Il 1999 segnò un momento cruciale per Škoda Motorsport: al Rallye di Monte Carlo fece il suo debutto la Skoda Octavia WRC, la prima vettura della casa boema costruita secondo i regolamenti del Campionato del Mondo Rally introdotti un paio di anni prima. Nata sulla base della Octavia di serie, lanciata nel 1996, la versione da competizione portò per la prima volta la bandiera ceca tra i grandi della massima serie rallistica.

Equipaggiata con un motore turbo da 2.0 litri capace di erogare 300 cavalli (221 kW), quattro ruote motrici e cambio sequenziale, la Octavia WRC fu anche la prima Skoda da rally a trazione integrale. In quattro stagioni ufficiali di attività, subì due importanti evoluzioni tecniche. La Evoluzione2 prevedeva un restyling della carrozzeria, ma anche un motore potenziato grazie ad un nuovo turbocompressore e ad un migliore raffreddamento, una migliore distribuzione del peso e altre modifiche tra cui rapporti di trasmissione rivisti e sospensioni migliorate. La Evo3, invece, presentava un nuovo collettore di aspirazione, un diverso corpo farfallato, un nuovo scarico e alcune modifiche al paraurti anteriore e al cofano.

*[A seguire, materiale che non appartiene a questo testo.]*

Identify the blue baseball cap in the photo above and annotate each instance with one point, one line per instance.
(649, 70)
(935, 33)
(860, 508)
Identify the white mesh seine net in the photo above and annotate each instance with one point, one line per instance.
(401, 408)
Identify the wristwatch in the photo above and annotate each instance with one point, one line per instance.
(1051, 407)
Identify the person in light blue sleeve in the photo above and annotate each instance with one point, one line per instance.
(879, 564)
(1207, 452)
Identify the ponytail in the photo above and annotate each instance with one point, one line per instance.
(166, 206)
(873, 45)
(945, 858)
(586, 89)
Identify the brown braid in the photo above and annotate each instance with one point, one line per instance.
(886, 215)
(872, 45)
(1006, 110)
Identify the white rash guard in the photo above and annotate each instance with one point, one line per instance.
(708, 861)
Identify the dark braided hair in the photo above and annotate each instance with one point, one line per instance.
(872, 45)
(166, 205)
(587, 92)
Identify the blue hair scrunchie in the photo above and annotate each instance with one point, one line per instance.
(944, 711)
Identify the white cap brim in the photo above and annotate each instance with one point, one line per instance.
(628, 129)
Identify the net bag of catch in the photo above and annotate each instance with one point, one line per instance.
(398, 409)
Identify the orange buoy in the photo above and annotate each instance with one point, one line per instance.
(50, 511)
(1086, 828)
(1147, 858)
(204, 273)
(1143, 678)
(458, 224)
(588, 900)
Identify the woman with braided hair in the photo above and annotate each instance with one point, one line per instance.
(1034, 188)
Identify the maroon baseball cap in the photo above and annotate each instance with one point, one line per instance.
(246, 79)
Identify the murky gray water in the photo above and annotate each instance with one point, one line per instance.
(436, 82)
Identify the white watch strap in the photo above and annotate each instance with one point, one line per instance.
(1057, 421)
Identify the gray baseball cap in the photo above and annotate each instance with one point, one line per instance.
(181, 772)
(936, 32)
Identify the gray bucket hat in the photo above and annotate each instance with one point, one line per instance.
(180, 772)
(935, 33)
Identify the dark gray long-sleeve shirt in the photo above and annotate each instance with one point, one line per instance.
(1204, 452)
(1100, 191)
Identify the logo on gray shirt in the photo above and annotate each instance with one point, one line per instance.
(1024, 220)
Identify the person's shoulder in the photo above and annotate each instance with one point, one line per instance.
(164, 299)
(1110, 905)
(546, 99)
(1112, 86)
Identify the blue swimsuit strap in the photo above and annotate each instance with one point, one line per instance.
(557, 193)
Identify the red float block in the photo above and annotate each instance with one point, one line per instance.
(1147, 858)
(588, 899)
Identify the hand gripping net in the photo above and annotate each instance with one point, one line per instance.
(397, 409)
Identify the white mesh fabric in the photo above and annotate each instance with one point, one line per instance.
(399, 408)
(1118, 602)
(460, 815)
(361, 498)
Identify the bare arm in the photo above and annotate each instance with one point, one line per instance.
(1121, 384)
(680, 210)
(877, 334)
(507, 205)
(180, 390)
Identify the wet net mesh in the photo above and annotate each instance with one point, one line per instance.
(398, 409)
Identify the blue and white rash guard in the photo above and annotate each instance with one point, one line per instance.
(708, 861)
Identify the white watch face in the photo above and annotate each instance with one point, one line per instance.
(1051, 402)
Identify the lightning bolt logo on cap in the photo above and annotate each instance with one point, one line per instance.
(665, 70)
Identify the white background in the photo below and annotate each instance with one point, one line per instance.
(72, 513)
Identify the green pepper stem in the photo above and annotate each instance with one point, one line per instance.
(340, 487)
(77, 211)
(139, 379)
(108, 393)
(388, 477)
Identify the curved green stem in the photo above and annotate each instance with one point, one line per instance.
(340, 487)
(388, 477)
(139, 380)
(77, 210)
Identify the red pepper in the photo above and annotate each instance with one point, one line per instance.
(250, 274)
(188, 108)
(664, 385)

Fu in Africa che la Octavia WRC scrisse una delle sue pagine più memorabili. In occasione del Safari Rally Kenya 2001, Skoda schierò tre equipaggi con le Evo2 con i piloti Armin Schwarz, Bruno Thiry e Roman Kresta. La vettura fu adattata per affrontare al meglio le insidie africane: prese d’aria sul tetto per evitare l’ingresso di polvere e acqua nel motore, e una robusta protezione tubolare anteriore contro eventuali impatti con la fauna locale.
In quella durissima edizione, Armin Schwarz e Manfred Hiemer portarono la Octavia WRC a un clamoroso terzo posto assoluto. Dopo aver vinto la prima speciale di 117,46 km, la più lunga della gara, il duo tedesco riuscì a tenere testa a campioni del calibro di Tommi Makinen che vinse davanti ad Harri Rovanpera, chiudendo sul podio e regalando a Skoda il primo risultato iridato della sua storia nel WRC. L’Octavia WRC poteva far valere la sua robustezza e l’eccellente bilanciamento dei pesi. Nelle competizioni più impegnative, era in grado di logorare i suoi rivali, guadare il fango senza problemi e gestire anche prove molto difficili. Armin Schwarz era ben consapevole di questi punti di forza in Kenya.
La Octavia WRC fu affidata nel corso degli anni a piloti di grande esperienza e talento. Bruno Thiry, Toni Gardemeister, Didier Auriol e Armin Schwarz rappresentarono il team ufficiale nelle prove mondiali, ottenendo piazzamenti significativi come il quarto posto di Thiry al Rally GB 1999 e il quinto di Schwarz in Gran Bretagna nel 2001. Accanto ai big internazionali non mancarono i piloti di casa, tra cui Jan Kopecký, Emil Triner, Pavel Sibera e Roman Kresta, protagonisti in numerose gare con la livrea ceca.
Nel 2003, la Skoda Octavia WRC lasciò il testimone alla più compatta Fabia WRC, aprendo un nuovo capitolo nella storia sportiva del marchio. Da lì in poi, con le successive versioni Fabia S2000, Fabia R5 (oggi Rally2) e l’attuale Fabia RS Rally2, Skoda è diventata una potenza indiscussa nelle categorie rally per vetture clienti.